While I approach all independent schools as a difficult customer, lip ready to curl at the slightest shortcoming or snobbery, desperate to find fault and poor value for money, I bend the other way at the gates of a state school. Rarely do I display such good will. Allowances are made, sounds are encouraging, positives duly accentuated.

Why, I'm not sure. We are paying for them as well, after all. That didn't cut any ice once we got through the doors. At no point in our visit did any member of staff formally acknowledge our presence or show any interest in our interest in their school – other than the receptionist who linked us up, without introduction, to our two student guides, and then left us to get on with it.

The school itself is not that dissimilar to the one I attended. So when we came across catering staff bellowing at pupils and teachers bawling out classrooms, I was hardly shocked. The stress, the strain, the class sizes – you read about it all the time. Our sympathy was still firmly intact when we got to the history and geography corridor – or rather, where the history and geography corridor used to be, until it was burnt down in the most recent arson attack.

We clucked, said what a nice corridor it obviously once was and commented positively on the char-grilled aroma still clinging to the walls. It wouldn't be fair to blame a place for its arson attacks, after all.

On we went, into another corridor so littered with crisp packets, cola cans and other detritus that we found ourselves more wading than walking down it. Our guide explained that the cleaning staff had all walked out a year ago, and the school's solution was to pay the pupils to do the work. That way they earned a bit of money, the school got cleaned and everyone was happy. Except that the pupils had obviously got bored, the school did not get cleaned and everyone worked in a tip.

Never mind, eh? Out we went, over toward the music block, which was just underneath the site of the last arson attack but one. Our interest in the arson attacks began to overtake our interest in the educational facilities. How many attacks had there been, exactly? Just the three. Any idea about the arsonists? Yes, they are definitely past pupils, not present ones, so that's good news. We nodded vigorously in agreement. Very good news. Past pupils coming back to burn the place down. Splendid.

Two thousand pupils attend this school, and there obviously isn't enough room for them – even before the pyromaniacal alumni began revisiting.
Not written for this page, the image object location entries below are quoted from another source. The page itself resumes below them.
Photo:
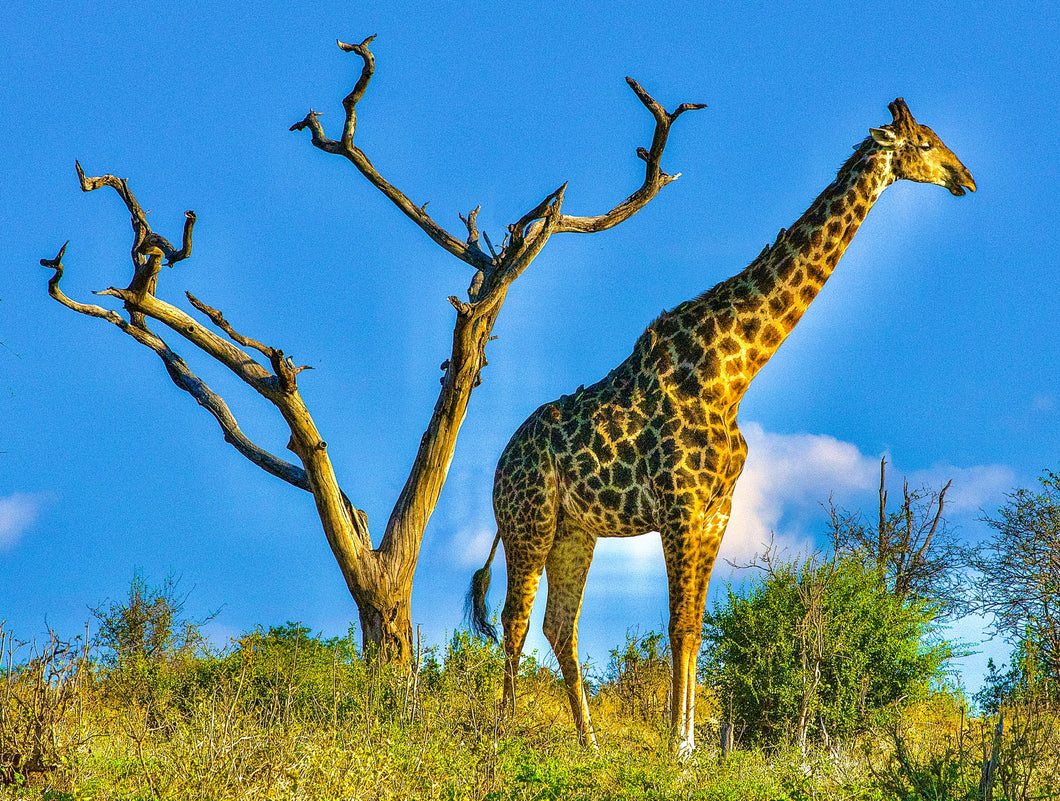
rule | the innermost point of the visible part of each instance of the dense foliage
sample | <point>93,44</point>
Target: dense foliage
<point>817,650</point>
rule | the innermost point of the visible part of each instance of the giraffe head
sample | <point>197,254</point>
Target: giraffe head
<point>918,154</point>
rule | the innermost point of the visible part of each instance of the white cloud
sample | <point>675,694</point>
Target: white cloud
<point>784,482</point>
<point>17,513</point>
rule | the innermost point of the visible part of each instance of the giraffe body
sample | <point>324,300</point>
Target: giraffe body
<point>655,446</point>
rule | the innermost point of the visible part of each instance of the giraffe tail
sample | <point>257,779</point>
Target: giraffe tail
<point>476,608</point>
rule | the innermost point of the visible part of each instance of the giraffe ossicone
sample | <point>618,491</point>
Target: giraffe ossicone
<point>654,445</point>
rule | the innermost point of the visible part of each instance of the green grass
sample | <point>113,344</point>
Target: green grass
<point>285,715</point>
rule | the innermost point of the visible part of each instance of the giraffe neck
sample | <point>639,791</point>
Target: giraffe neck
<point>740,323</point>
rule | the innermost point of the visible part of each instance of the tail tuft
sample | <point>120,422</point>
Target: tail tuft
<point>476,608</point>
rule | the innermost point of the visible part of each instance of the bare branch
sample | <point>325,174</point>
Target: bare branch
<point>654,177</point>
<point>464,251</point>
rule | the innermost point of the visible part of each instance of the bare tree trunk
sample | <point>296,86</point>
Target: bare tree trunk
<point>378,579</point>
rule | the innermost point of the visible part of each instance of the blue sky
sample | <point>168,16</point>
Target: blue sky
<point>934,342</point>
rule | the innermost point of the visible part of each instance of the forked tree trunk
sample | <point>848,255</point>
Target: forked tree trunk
<point>380,579</point>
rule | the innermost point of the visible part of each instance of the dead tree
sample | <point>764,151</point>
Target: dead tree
<point>378,577</point>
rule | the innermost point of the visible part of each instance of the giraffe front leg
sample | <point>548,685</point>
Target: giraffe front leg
<point>690,556</point>
<point>565,570</point>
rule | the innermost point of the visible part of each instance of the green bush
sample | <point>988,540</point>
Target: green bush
<point>816,650</point>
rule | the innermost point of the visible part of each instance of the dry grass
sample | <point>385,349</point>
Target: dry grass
<point>315,722</point>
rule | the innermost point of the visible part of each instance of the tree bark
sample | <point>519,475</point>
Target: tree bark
<point>378,579</point>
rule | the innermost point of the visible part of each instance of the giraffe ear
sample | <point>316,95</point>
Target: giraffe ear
<point>884,136</point>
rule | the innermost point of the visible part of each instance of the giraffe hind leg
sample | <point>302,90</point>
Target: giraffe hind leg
<point>525,567</point>
<point>566,569</point>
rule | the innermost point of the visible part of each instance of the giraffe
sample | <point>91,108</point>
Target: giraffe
<point>654,446</point>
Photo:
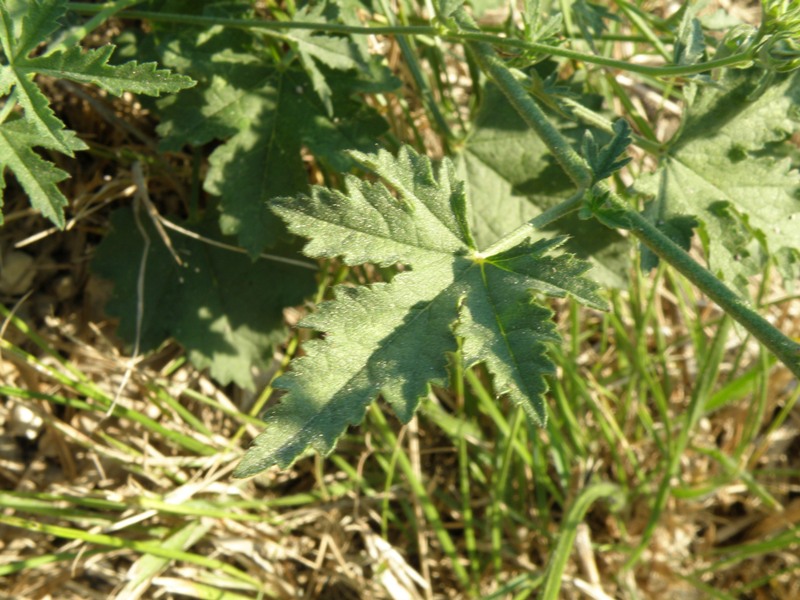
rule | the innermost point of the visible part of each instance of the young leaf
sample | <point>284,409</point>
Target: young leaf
<point>510,178</point>
<point>37,176</point>
<point>333,51</point>
<point>605,161</point>
<point>23,26</point>
<point>271,114</point>
<point>393,338</point>
<point>717,172</point>
<point>225,309</point>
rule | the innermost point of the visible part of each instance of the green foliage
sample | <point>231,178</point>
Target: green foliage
<point>717,172</point>
<point>510,178</point>
<point>393,338</point>
<point>23,26</point>
<point>300,92</point>
<point>267,108</point>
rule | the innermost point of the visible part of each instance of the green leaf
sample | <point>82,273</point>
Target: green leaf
<point>269,115</point>
<point>394,338</point>
<point>745,200</point>
<point>336,52</point>
<point>37,176</point>
<point>225,309</point>
<point>23,26</point>
<point>511,178</point>
<point>605,161</point>
<point>26,23</point>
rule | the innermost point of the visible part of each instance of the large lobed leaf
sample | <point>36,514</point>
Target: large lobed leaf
<point>716,171</point>
<point>23,26</point>
<point>393,338</point>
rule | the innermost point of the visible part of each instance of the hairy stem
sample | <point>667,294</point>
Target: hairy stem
<point>787,350</point>
<point>427,30</point>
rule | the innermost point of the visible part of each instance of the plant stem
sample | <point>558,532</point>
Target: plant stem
<point>573,164</point>
<point>561,553</point>
<point>782,346</point>
<point>425,30</point>
<point>540,221</point>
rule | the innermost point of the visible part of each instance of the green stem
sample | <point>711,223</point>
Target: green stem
<point>787,350</point>
<point>572,163</point>
<point>782,346</point>
<point>426,30</point>
<point>566,538</point>
<point>540,221</point>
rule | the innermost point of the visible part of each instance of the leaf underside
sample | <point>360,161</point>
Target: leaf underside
<point>394,338</point>
<point>716,175</point>
<point>23,26</point>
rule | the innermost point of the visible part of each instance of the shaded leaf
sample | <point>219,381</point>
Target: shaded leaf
<point>23,26</point>
<point>510,178</point>
<point>268,115</point>
<point>37,176</point>
<point>225,309</point>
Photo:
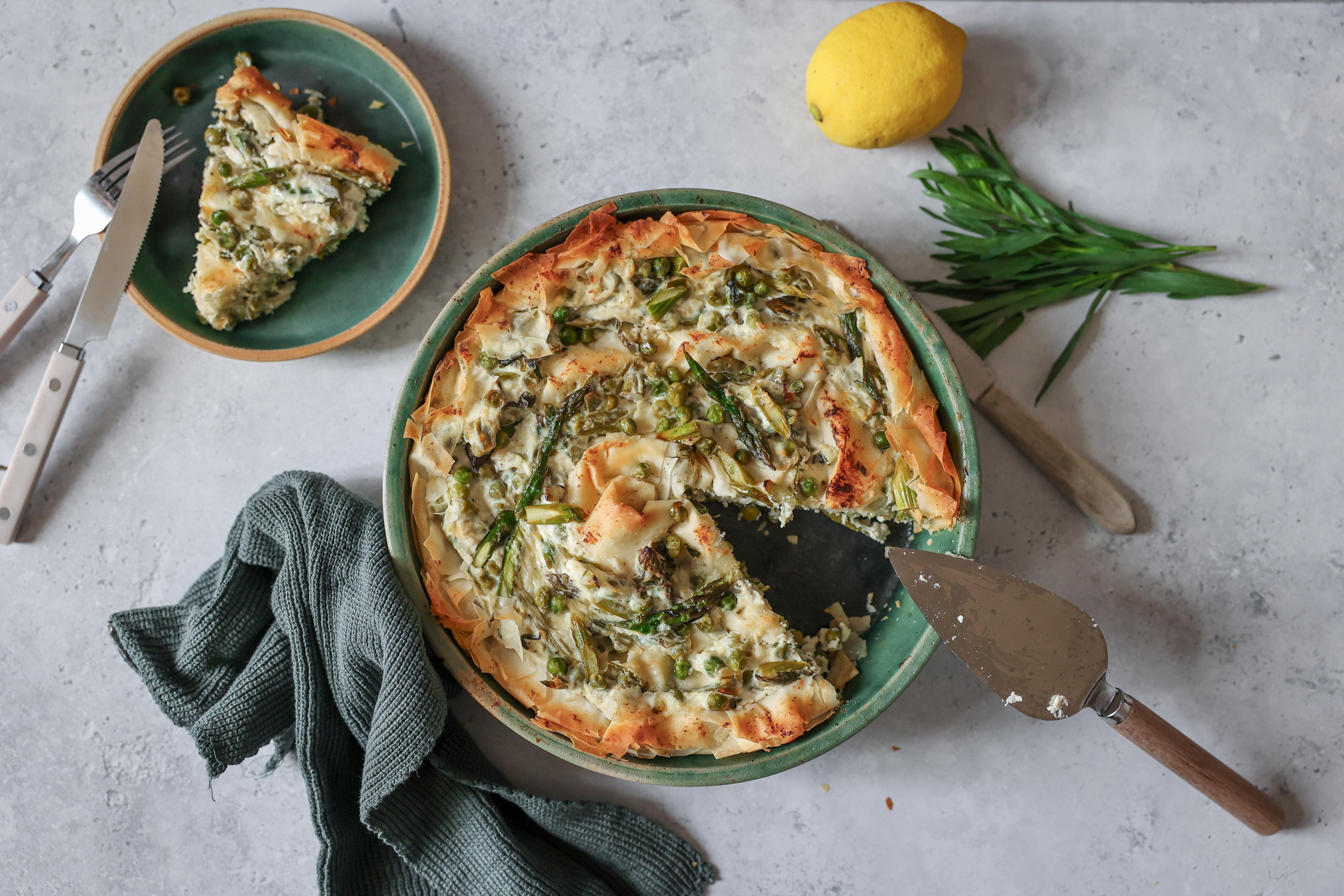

A big, smart, new building is going up, but not to provide classrooms or anything like that. No, this is "the Lifelong Learning Unit, a Study Resource Centre for the Wider Community". And what does that mean? That the school's already limited library service will in future also serve any adult with past or present connections to the school, leaving even less room for the pupils.

Within its still-standing walls, there are some talented teachers bringing on some very talented pupils. It is admirable that people are striving and succeeding in an environment that is probably less cared-for than Wormwood Scrubs. It is heart-warming to see people try so hard in an institution that sends out signals of total indifference. It is always impressive to see a triumph against the odds. But why, in a prosperous market town in a corner of the country that can count itself a fortunate part of Britain, do we have these odds to contend with? And isn't it very odd of us to put up with them?